Cost: $30 for science center members and $35 for non-members
Deadline to register and pay: Tuesday, May 13
If it rains: Organizers will schedule an alternate date.
By Ragan Robinson
Hickory
We see the bashful head of a nodding trillium, the fragile, puffed, pink heart of a lady slipper, the candy-colored buttons of a fat mountain laurel.
What we can’t see this time of year, the secret those shy wildflowers won’t betray when we stoop to inspect the delicate veins on their petals, is their mad dash to preserve the species. It is a silent action movie, a season of “24” with a growing tree canopy in place of an ever-ticking digital clock.
Naturalist Bruce Beerbower with the Catawba Science Center puts it this way: Wildflowers have to expand their leaves, grow their buds, open their blossoms and get pollinated so they can reproduce, all before the hardwoods waking above them can stretch their leafy arms far and wide enough to block the sunshine.
Maybe it’s a little more like “Rock of Love” without eyeliner or birth control. And prettier stars.
Beerbower didn’t say that part. He and Karen McDougal probably watch the real world more than reality TV. They team up this month for the Catawba Science Center and Hickory Metro Higher Education Center wildflower workshop and hike.
Don’t let the promise of a lecture keep you home for “Lost” May 15 when you could be boning up on your outdoor skills. Sure, there will be some Latin – the formal names for flowers such as coneflower and bee balm pop into the minds of Beerbower and McDougal before the names our grandparents used. That’s a necessity if you want to really talk wildflowers, given the proliferation of names for every variety.
But McDougal and Beerbower, who have been looking at and studying plants and flowers since they were children, have plenty of interesting information. Among the subjects they’ll touch on are what is edible and what is not, how wildflowers are and have been used, the mythology surrounding them, where to look for them and how they got those colorful names to match their colorful petals.
Ever heard of sarviceberry or serviceberry?

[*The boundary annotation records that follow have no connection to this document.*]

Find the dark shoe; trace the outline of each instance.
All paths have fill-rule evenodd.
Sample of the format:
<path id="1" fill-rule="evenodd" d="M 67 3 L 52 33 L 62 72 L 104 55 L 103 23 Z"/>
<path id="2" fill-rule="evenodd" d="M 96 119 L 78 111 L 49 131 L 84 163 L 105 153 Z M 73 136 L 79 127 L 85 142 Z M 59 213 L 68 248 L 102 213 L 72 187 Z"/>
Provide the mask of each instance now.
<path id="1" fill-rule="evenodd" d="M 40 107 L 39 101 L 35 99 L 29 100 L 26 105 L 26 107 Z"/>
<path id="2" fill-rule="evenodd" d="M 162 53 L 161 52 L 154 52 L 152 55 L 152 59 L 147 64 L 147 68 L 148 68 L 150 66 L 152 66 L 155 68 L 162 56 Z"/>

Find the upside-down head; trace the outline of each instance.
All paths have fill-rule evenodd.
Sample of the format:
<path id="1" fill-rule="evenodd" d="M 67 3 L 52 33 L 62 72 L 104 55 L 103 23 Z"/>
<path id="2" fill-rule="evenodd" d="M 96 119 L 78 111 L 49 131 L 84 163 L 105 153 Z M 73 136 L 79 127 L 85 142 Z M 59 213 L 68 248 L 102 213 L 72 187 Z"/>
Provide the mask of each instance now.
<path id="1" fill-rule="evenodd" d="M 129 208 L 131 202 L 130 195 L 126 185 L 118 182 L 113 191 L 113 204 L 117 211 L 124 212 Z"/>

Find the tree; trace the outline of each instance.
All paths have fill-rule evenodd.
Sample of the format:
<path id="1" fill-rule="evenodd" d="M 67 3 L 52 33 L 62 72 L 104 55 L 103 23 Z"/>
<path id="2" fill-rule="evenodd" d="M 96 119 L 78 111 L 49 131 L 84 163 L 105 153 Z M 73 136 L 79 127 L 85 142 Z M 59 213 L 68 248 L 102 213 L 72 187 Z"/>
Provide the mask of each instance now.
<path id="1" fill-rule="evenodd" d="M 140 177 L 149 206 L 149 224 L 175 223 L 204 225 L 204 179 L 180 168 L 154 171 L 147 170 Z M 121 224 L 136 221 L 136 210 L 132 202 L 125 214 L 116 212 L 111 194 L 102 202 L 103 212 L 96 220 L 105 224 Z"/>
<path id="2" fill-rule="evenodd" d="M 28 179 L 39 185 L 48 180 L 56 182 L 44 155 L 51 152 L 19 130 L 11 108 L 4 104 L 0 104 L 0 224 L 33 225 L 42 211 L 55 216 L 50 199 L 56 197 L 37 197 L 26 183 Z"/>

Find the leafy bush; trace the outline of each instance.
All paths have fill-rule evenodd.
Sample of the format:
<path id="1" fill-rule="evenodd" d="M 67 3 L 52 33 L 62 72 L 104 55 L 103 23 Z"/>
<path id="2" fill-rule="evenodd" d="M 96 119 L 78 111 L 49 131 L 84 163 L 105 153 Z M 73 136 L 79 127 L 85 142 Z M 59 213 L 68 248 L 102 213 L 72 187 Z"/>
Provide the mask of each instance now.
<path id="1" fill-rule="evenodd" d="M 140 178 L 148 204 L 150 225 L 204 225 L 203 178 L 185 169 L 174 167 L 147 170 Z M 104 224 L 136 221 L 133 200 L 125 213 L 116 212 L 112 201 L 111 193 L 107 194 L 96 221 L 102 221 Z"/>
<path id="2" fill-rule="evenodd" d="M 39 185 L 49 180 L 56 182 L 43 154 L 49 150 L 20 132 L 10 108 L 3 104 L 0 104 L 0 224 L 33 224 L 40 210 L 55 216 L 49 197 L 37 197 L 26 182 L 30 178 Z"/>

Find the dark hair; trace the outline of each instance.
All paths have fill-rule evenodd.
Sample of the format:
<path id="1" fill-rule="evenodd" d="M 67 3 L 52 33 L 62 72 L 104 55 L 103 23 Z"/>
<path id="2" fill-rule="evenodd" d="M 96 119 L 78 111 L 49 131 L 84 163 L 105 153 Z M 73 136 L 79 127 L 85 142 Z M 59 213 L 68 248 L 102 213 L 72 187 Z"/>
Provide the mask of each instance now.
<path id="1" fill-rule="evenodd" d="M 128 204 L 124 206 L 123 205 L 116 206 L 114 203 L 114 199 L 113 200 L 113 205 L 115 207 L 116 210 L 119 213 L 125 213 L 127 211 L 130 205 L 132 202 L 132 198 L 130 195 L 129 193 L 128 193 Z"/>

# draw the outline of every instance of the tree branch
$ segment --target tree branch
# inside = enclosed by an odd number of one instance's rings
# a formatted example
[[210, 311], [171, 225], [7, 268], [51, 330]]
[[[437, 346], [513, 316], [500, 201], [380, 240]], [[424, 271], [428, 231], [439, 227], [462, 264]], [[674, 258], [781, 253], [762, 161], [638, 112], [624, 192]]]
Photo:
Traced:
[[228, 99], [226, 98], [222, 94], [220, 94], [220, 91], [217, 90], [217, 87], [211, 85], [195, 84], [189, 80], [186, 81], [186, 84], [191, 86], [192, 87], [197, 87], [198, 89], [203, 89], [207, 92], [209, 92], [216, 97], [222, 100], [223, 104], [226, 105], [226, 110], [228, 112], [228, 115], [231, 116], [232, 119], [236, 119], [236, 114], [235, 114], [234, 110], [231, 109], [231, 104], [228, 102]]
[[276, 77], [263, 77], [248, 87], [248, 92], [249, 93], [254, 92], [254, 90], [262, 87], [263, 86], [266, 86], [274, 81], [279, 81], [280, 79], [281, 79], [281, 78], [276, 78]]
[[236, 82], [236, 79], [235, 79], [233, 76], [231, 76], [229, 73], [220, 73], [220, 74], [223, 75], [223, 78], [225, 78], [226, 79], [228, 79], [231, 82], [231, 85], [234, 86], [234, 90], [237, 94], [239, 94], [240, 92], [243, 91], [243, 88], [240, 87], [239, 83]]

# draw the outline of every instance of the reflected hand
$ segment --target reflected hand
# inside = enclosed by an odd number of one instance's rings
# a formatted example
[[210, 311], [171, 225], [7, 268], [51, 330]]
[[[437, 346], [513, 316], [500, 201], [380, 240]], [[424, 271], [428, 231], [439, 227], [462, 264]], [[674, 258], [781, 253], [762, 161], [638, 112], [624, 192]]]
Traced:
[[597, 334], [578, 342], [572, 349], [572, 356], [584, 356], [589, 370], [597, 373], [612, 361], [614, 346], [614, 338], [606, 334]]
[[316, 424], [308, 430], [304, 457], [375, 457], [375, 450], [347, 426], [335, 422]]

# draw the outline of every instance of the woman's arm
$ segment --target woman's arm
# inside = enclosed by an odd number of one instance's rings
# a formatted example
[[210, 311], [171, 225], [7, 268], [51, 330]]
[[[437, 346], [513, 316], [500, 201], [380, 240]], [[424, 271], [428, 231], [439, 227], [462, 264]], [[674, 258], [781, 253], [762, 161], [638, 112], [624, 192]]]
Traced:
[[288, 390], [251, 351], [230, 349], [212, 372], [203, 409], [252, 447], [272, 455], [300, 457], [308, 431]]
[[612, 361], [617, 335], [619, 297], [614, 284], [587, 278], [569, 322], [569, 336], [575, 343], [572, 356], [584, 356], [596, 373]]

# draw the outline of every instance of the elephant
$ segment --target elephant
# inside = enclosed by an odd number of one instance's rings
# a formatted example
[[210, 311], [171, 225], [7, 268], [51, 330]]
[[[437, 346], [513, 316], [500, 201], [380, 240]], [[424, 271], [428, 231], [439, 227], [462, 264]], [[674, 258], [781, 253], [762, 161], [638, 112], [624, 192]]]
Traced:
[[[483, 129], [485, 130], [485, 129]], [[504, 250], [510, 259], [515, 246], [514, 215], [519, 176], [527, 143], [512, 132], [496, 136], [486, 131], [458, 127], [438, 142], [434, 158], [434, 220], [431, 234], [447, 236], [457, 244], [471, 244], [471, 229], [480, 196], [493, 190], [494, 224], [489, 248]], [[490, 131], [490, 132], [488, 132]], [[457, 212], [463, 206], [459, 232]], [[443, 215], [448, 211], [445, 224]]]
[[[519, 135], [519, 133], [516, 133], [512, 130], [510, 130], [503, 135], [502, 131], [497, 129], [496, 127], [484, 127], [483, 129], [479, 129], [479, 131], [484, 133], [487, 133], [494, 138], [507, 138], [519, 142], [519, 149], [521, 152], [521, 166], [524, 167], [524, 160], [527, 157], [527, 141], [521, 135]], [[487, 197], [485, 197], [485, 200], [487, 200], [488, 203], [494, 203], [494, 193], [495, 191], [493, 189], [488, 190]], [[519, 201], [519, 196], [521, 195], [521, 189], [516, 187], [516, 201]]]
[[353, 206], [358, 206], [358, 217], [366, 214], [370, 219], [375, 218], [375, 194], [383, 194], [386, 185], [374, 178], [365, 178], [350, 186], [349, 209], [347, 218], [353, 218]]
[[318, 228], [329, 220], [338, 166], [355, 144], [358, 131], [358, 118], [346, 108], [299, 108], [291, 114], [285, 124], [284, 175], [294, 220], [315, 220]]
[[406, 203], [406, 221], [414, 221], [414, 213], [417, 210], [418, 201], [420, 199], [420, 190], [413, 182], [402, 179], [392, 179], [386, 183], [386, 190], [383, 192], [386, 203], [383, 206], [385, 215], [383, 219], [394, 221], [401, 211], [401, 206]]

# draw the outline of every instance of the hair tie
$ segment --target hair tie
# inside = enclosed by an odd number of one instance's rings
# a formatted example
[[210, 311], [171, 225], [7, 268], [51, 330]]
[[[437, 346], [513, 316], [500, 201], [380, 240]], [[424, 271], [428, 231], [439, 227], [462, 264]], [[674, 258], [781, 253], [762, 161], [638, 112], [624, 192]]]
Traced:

In the mountains, this bush got its name from the warm weather during which it blooms. The berry shows up about the same time of year the traveling preacher could get to the rural communities for services.
In coastal areas, the same plant is known as shad berry after the fish that come upstream to spawn.
McDougal and Beerbower have lots stories.
And you can’t Tivo spring.
What to bring
Water
Lunch
A snack
A magnifying glass
A fanny pack, small backpack or other bag to free up your hands
Sturdy shoes. No sandals
or flip-flops.
What’s the hike like?
The Crabtree Falls hike is 2.5 miles round trip and is semi-strenuous.